An additional regulator that modulates the Lrp- and LrhA-dependent influence on the flagellar pathway is the two-component system EnvZ/OmpR (Park & Forst, 2006). OmpR negatively affects the flagellar pathway, including motility, lipase, protease, hemolysin and antibiotic activity. Although the signals to which EnvZ responds are not known, it has been proposed that OmpR repression of the flagellar regulon may be alleviated after the insect is dead (Park & Forst, 2006). This idea supports the notion that degradative enzymes in the flagellar regulon are expressed at this point in order to support nutrient acquisition and nematode production.

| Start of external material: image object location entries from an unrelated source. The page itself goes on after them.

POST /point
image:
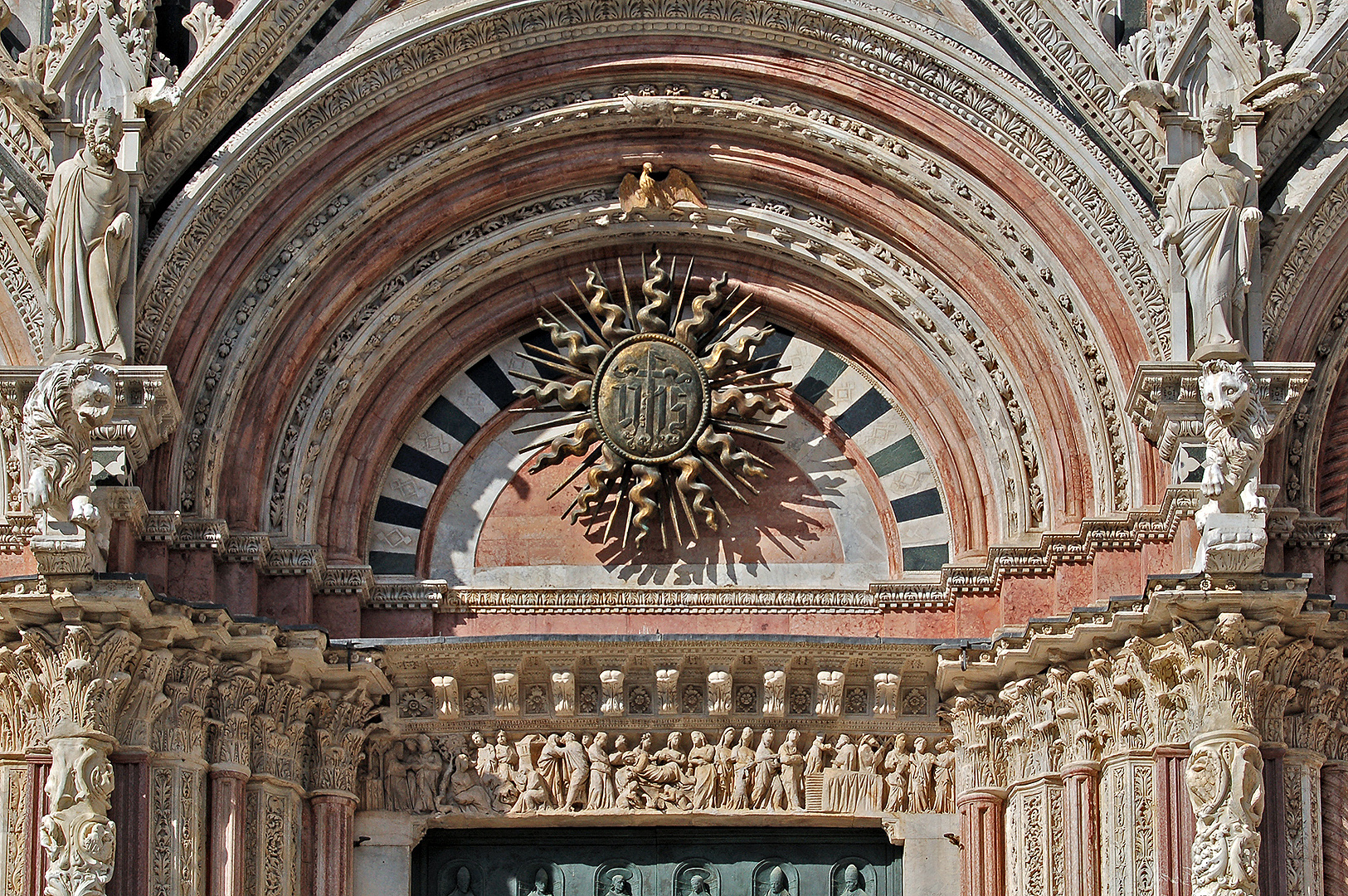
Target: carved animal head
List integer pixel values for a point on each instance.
(69, 401)
(1227, 390)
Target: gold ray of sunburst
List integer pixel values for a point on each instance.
(658, 392)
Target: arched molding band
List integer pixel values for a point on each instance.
(382, 338)
(366, 80)
(1063, 317)
(1302, 261)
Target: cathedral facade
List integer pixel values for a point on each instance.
(673, 448)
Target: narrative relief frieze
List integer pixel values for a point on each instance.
(742, 771)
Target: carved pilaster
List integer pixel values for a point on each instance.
(14, 827)
(79, 837)
(1082, 827)
(1301, 821)
(338, 738)
(177, 827)
(1225, 787)
(1034, 818)
(273, 838)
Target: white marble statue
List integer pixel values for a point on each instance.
(1212, 217)
(84, 247)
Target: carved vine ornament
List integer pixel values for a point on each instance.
(657, 391)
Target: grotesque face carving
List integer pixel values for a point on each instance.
(90, 399)
(1227, 391)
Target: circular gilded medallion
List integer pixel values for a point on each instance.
(650, 399)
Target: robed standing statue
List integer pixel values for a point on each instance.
(1212, 217)
(84, 247)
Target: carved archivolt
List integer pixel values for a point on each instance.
(543, 222)
(174, 265)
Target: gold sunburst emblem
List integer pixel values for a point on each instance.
(657, 391)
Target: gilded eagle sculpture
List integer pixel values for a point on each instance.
(650, 190)
(657, 394)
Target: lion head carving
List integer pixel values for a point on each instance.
(69, 401)
(1235, 426)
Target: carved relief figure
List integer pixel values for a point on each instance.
(1235, 425)
(463, 883)
(852, 883)
(84, 247)
(69, 401)
(922, 777)
(541, 883)
(601, 791)
(1212, 216)
(701, 759)
(726, 768)
(791, 768)
(944, 777)
(898, 764)
(577, 771)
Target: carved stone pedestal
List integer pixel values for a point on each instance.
(1231, 542)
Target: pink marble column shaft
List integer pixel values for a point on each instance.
(983, 842)
(1082, 810)
(333, 822)
(1333, 806)
(1175, 824)
(226, 831)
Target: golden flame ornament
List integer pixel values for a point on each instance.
(659, 391)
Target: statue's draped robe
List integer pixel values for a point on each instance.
(84, 278)
(1208, 197)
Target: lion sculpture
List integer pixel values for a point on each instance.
(1235, 426)
(68, 403)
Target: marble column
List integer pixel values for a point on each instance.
(1301, 821)
(177, 826)
(1034, 826)
(1082, 827)
(1127, 824)
(983, 841)
(1333, 813)
(226, 830)
(1175, 822)
(1273, 827)
(333, 821)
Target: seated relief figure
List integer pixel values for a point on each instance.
(84, 248)
(597, 772)
(1212, 216)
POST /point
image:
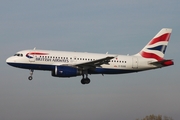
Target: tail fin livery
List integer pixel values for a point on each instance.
(156, 48)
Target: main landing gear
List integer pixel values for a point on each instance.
(85, 80)
(31, 73)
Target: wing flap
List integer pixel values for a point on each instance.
(95, 63)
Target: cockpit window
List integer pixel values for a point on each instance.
(19, 55)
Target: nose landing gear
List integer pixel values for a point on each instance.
(31, 73)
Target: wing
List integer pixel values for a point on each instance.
(94, 63)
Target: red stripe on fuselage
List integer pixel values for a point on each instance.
(164, 37)
(151, 55)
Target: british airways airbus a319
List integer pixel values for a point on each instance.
(71, 64)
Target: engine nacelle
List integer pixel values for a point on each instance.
(66, 71)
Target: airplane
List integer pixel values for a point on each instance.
(72, 64)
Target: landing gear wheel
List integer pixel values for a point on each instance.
(85, 81)
(30, 77)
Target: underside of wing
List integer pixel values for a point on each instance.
(94, 63)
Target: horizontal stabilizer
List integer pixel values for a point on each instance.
(163, 63)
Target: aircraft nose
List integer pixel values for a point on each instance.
(9, 60)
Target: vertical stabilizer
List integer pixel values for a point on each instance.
(156, 48)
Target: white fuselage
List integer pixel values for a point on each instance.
(119, 64)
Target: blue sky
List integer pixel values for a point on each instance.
(120, 27)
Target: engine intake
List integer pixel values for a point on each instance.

X. nematophila research has established regulatory and structural factors required for its natural symbiotic interactions. The global regulators Lrp, CpxR, and LrhA coordinate activities necessary for pathogenesis and mutualism, and we argue here that they sense the nutritional status of the insect host environment. However, much remains to be learned regarding the specific metabolic cues that trigger regulatory transitions. Furthermore, the regulatory model presented here highlights the need to discern temporal changes in symbiotic factor expression and function that allow X. nematophila to move seamlessly through the multiple stages of its associations with invertebrates.